La rétine est constituée de neurones. Alors, forcément, les neurosciences s’y sont intéressées de près pour comprendre certains mécanismes du cerveau. Accessible, la rétine ne nécessite pas de recourir à des techniques exploratoires lourdes et invasives. L’électrorétinographie (ERG) permet, par exemple, d’évaluer son fonctionnement sans avoir à opérer en profondeur. La rétine est considérée comme une « fenêtre ouverte » sur le cerveau. Un simple appareil posé sur l’œil suffit ainsi à mesurer son activité et à réaliser un examen poussé. Ingénieure hospitalière et doctorante en neurosciences au Centre Expert des Troubles Bipolaires (CETB) du Centre psychothérapeutique de Nancy (CPN), Marie de Deus entend par ce biais mesurer l’influence des antidépresseurs sur la fonction rétinienne avec un ERG. Dans le cadre d’une étude intitulée Mésantidep (Marqueurs électrophysiologiques des antidépresseurs), elle lance un appel à des volontaires au profil particulier. Ils doivent être majeurs, souffrir d’une dépression unipolaire, ce qui exclut les personnes souffrant de troubles bipolaires, et se manifester auprès de Marie de Deus avant la toute première prise d’antidépresseur.

Une étude fondamentale

Le protocole veut, en effet, qu’un ERG soit effectué pour établir une « cartographie » précise de l’état rétinien avant la mise en place d’un traitement. Ce qui signifie qu’à sa première consultation, le patient doit joindre Marie de Deus pour s’inscrire dans son parcours de recherche. Il devra, ensuite, se voir prescrire un antidépresseur de classe ISRS ou alpha-2 antagoniste (miansérine ou mirtazapine), les antidépresseurs les plus courants. Le suivi dure vingt-quatre semaines. Toutes les six semaines, le volontaire devra se rendre au CPN pour une demi-journée d’évaluation visant à estimer l’efficacité des antidépresseurs et leurs effets sur l’ERG. L’objectif de cette étude dirigée par le Pr Vincent Laprevotte, psychiatre, est de parvenir à identifier des signaux électrophysiologiques au niveau rétinien démontrant l’action des antidépresseurs et leur efficience afin de permettre aux médecins de mieux orienter leur prise en charge médicamenteuse.

Trouver le bon antidépresseur

Aujourd’hui, il est encore difficile d’adapter un traitement antidépresseur.
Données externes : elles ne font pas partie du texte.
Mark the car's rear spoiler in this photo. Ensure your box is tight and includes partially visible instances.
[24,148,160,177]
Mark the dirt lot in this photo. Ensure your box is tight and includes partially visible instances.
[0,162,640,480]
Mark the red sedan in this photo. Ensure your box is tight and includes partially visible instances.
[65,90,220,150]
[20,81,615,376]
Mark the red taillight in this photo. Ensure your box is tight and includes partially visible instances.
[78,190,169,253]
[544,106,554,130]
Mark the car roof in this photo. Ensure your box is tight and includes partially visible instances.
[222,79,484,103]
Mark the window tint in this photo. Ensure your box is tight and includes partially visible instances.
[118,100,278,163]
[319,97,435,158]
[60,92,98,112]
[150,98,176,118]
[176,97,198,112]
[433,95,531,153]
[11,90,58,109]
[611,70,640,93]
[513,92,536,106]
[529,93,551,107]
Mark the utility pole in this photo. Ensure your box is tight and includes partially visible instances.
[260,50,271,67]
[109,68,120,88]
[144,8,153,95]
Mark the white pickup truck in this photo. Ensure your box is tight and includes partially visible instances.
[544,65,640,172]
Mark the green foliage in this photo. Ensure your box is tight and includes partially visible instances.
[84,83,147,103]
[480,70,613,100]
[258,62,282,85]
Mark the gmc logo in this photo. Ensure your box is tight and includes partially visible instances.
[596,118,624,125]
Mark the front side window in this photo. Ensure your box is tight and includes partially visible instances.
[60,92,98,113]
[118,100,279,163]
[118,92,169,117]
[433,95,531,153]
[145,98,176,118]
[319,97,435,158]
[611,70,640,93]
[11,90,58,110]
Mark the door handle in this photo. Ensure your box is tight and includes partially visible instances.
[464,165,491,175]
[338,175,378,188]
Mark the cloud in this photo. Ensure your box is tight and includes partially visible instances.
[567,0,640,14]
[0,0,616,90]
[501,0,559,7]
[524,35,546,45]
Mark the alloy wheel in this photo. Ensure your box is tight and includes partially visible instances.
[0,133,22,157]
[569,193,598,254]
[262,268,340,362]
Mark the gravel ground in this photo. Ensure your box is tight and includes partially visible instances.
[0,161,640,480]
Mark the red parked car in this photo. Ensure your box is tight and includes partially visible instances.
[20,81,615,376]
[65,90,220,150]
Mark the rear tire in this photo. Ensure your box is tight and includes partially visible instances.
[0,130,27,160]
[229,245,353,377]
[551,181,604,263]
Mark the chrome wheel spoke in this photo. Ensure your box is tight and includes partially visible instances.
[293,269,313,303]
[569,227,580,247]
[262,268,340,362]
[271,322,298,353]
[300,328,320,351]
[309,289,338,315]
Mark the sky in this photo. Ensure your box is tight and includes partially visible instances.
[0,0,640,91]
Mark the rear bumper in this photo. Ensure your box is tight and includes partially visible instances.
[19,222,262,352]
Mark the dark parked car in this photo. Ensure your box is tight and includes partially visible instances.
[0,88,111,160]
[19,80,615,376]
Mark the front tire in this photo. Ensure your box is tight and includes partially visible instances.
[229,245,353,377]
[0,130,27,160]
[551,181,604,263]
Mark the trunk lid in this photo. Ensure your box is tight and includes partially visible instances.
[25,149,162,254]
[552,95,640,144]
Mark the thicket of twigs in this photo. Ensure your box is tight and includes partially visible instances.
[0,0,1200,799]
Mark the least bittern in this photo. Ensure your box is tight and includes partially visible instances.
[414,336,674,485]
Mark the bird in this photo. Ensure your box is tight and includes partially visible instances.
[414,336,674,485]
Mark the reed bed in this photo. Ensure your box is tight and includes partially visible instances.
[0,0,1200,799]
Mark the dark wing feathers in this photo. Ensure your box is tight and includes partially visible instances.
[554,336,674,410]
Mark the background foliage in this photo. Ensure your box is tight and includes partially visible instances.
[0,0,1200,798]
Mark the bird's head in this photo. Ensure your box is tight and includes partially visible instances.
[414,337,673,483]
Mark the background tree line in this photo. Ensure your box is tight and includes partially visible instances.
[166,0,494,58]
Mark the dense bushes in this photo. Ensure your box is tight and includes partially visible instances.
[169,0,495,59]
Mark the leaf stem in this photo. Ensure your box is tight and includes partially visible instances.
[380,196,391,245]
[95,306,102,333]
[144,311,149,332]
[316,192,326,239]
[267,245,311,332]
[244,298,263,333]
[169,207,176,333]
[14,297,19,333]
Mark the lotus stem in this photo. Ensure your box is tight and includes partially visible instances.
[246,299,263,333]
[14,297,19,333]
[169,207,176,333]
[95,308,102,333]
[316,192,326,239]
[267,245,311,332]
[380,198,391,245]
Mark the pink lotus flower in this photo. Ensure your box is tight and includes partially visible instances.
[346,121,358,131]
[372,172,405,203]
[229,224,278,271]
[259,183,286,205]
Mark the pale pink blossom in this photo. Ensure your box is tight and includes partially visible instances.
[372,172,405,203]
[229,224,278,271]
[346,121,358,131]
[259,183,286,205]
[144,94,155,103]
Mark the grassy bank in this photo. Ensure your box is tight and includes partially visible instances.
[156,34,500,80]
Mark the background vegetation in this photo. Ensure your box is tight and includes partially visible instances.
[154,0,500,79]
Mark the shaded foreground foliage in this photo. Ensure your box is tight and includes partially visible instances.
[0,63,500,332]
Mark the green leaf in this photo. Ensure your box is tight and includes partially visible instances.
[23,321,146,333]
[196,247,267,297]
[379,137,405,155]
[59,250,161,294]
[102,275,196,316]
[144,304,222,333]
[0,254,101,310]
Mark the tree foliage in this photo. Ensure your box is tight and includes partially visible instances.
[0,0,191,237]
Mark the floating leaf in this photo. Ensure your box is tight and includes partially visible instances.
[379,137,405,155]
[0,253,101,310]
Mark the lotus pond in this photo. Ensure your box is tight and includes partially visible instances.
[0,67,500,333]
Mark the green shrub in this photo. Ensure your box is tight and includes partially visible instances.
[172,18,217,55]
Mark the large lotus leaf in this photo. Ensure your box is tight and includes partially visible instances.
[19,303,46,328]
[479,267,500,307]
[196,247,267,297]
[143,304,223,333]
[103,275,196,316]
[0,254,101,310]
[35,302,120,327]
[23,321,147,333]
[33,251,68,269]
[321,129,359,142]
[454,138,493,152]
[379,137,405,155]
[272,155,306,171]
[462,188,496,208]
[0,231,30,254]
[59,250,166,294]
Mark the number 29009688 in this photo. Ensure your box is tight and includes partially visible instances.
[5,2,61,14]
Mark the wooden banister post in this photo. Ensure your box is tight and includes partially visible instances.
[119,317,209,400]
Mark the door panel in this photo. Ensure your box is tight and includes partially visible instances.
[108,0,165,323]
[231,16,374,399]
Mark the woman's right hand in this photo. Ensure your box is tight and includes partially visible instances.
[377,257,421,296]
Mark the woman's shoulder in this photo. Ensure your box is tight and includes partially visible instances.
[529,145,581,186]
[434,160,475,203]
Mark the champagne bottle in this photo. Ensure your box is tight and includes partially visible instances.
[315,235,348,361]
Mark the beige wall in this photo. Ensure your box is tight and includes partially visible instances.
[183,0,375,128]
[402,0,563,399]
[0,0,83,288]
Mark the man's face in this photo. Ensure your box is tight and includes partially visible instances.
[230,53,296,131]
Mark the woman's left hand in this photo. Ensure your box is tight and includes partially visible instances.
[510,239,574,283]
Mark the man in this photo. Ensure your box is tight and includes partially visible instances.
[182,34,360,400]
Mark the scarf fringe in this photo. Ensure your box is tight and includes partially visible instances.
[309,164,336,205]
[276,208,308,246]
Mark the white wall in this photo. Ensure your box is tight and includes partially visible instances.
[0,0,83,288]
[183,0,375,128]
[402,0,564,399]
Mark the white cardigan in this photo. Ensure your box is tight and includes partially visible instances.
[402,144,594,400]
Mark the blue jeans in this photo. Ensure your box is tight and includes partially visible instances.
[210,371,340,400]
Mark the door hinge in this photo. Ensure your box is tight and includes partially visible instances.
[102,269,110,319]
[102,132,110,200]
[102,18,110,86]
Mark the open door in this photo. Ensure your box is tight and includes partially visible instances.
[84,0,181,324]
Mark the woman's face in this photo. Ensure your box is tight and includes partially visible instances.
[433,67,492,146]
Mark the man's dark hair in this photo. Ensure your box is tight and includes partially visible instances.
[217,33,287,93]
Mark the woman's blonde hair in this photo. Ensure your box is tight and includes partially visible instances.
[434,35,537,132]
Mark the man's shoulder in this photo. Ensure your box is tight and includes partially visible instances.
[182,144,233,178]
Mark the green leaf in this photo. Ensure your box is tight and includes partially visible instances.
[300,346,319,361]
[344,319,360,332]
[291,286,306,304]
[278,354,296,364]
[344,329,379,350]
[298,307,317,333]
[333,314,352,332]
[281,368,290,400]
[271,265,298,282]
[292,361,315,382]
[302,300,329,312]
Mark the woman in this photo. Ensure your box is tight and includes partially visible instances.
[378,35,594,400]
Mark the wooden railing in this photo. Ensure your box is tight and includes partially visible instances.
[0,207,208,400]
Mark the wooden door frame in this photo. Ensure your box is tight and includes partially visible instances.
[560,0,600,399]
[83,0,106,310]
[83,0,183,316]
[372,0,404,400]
Les thérapeutes tâtonnent souvent, les patients ne réagissant par tous de la même manière à certaines molécules. « On a des patients qui ne répondent pas forcément à leur traitement et c’est, souvent, après plusieurs essais qu’on trouve le bon médicament, explique Marie de Deus. On fait plutôt des tests. On donne une molécule, on voit si le patient répond bien. Si ce n’est pas le cas, on redonne une molécule. Donc, à chaque fois, on est sur des délais assez longs, on se laisse quinze jours à trois semaines pour voir si ça fonctionne ou pas. Et, pendant ce temps-là, le patient peut se retrouver en souffrance. »

Psychiatre et membre du groupe de recherche, le Dr Ève Cosker, poursuit : « On n’a pas de critères objectifs qui peuvent nous dire « telle personne va répondre à telle molécule ». On se base sur des recommandations. » 55 % des patients ont déjà suivi au moins trois cures d’antidépresseurs différents dans leur vie avant de trouver le bon antidépresseur. L’idéal serait donc de savoir d’emblée, en pratiquant un ERG, que tel patient est réactif à une molécule spécifique pour gagner du temps et ne pas risquer une aggravation de sa dépression. Mésantidep a cette ambition de trouver ces marqueurs neurologiques qui « permettraient d’aider à guider la mise en place des antidépresseurs ». Pour cela, une cinquantaine de volontaires sont attendus sur les douze prochains mois.